Analysis of partially observed recursive discrete-event systems

Participants : Sébastien Chédor, Thierry Jéron, Hervé Marchand, Christophe Morvan.

Monitoring of recursive discrete-event systems under partial observation is an important issue with major applications such as the diagnosability of faulty behaviors and the detection of information flow. We consider regular discrete-event systems, that is recursive discrete-event systems definable by deterministic graph grammars. This setting is expressive enough to capture classical models of recursive systems such as the pushdown systems. Hence they are infinite-state in general and standard powerset constructions for monitoring do not apply anymore. We exhibit computable conditions on these grammars together with non-trivial transformations of graph grammars that enable us to construct a monitor. This construction is applied to diagnose faulty behaviors, to detect information flow in regular discrete-event systems, and to generate tests.

Analysis of timed systems

Approximate determinization of timed automata

Participants : Nathalie Bertrand, Thierry Jéron, Amélie Stainer.

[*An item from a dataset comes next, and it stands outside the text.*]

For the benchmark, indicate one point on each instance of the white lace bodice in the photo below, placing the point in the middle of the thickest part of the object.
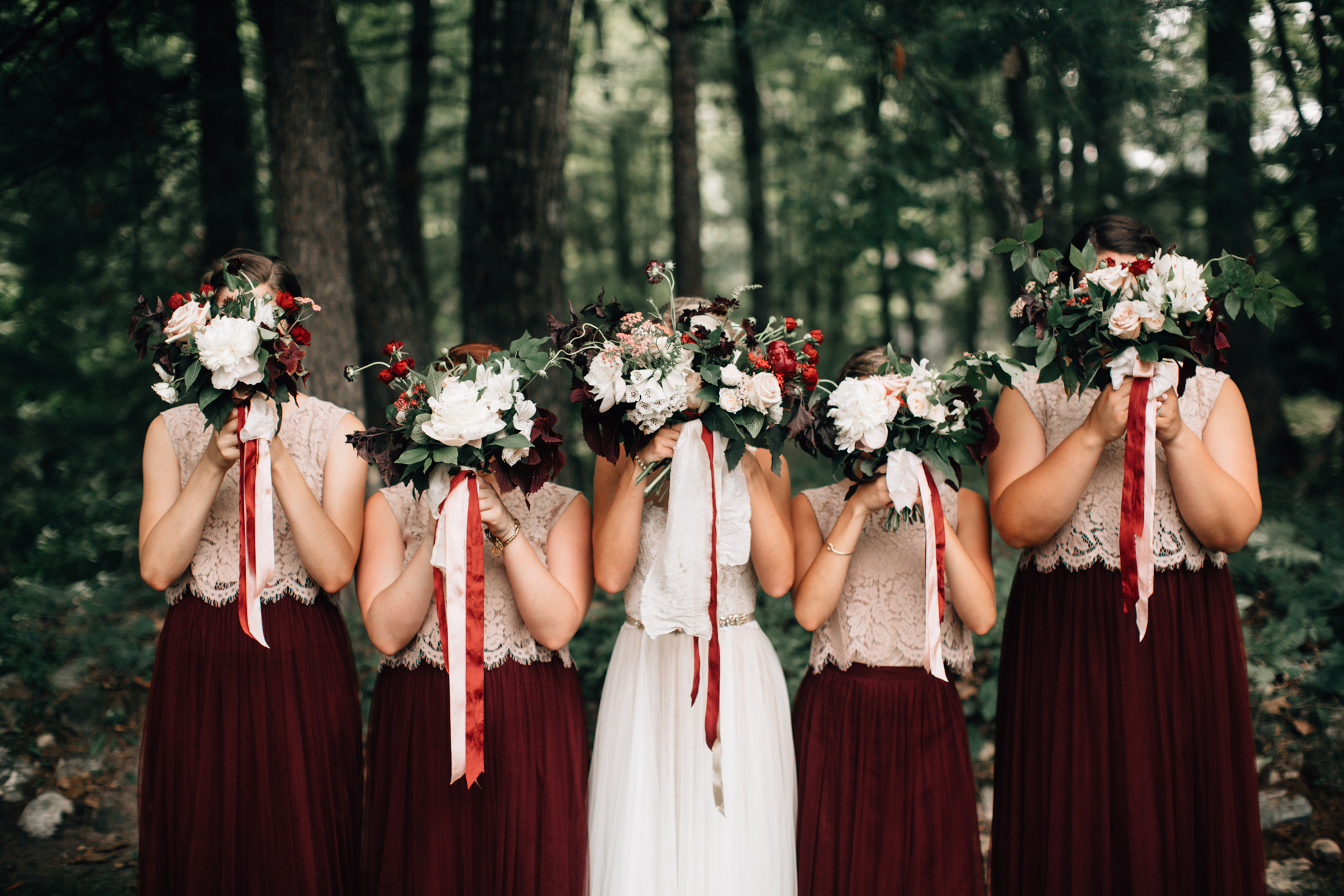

Timed automata are frequently used to model real-time systems. Their determinization is a key issue for several validation problems. However, not all timed automata can be determinized, and determinizability itself is undecidable. In [18] , we propose a game-based algorithm which, given a timed automaton, tries to produce a language-equivalent deterministic timed automaton, otherwise a deterministic over-approximation. Our method subsumes two recent contributions: it is at once more general than an existing (non terminating) determinization procedure by Baier et al. (2009) and more precise than the approximation algorithm of Krichen and Tripakis (2009). Moreover, an extension of the method allows to deal with invariants and $ϵ$-transitions, and to consider other useful approximations: under approximation, and combination of under- and over-approximations which are particularly useful in testing (see 6.2.1 ).

Frequency analysis for timed automata

Participants : Nathalie Bertrand, Amélie Stainer.

The languages of infinite timed words accepted by timed automata are traditionally defined using Büchi-like conditions. These acceptance conditions focus on the set of locations visited infinitely often along a run, but completely ignore quantitative timing aspects. In [15] we propose a natural quantitative semantics for timed automata based on the so-called frequency, which measures the proportion of time spent in the accepting states. We study various properties of timed languages accepted with positive frequency, and in particular the emptiness and universality problems.

Petri nets reachability graphs

Participant : Christophe Morvan.

Petri nets are a general model for concurrency, the structure of their reachability graph is mostly unknown. In [19] we have investigated the decidability and complexity status of model-checking problems on unlabelled reachability graphs of Petri nets by considering first-order, modal and pattern-based languages without labels on transitions or atomic propositions on markings. We consider several parameters to separate decidable problems from undecidable ones. These results illustrate the intrinsic complexity of the structure of these graphs.